Roads in February (Katherine Jerkovic, Canada/Uruguay) — Contemporary World Cinema

 

By Josh Cabrita

When Sarah (Arlen Aguayo Stewart) arrives in South America during the month of February there is a natural contrast between her original location and eventual destination—for just as her home in Montreal is being lambasted by the flurries of Quebec winter, her grandmother’s village in Uruguay is enjoying the blistering heat of summer. In Katherine Jerkovic’s feature debut, this meteorological detail stands in for a more acute sense of displacement that our young female protagonist experiences while returning to her birthplace after more than a decade away. Following the death of her father Sarah has come to see Magda (Gloria Demassi), her grandmother, who she hasn’t kept in contact with since immigrating to Canada. A lot has changed in the time since: the town, lightly populated by retired folk and twentysomethings with limited job prospects, has been drained of its vitality; and Sarah, a cosmopolitan who once aspired to be an actress, now feels detached from this place that once occupied a favorable place in her memory.
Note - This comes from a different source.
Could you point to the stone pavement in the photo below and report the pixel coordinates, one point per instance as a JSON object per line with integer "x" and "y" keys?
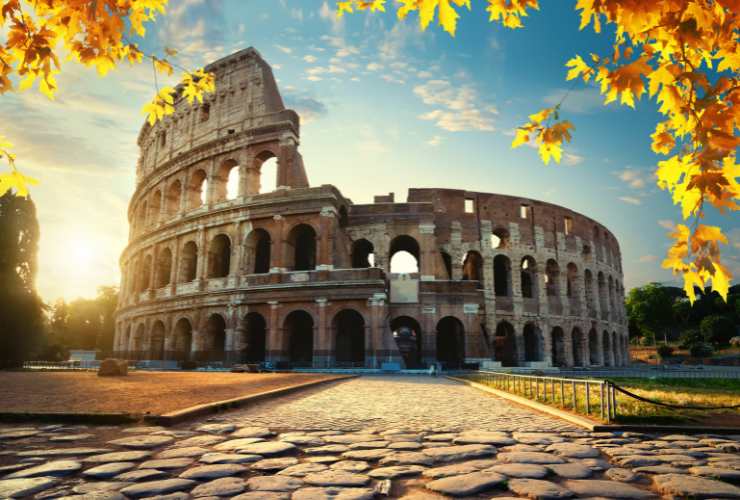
{"x": 374, "y": 437}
To Jerkovic’s credit, this dramatically fertile setup is dutifully underplayed as these women participate in cordialities expected of mother and granddaughter after such a long time apart. Unable to forge a meaningful connection, the two women find banal ways to spend their time, much of it apart from each other. Fitting, then, that the film’s emotional apex would arrive not through dramatic confrontation, but in a fleeting moment of sensory bliss: cycling through this sleepy Uruguayan village, Sarah rectifies her relationship with this place, her inward calm directly reflected in the perfectly calibrated conditions on a hot summer day.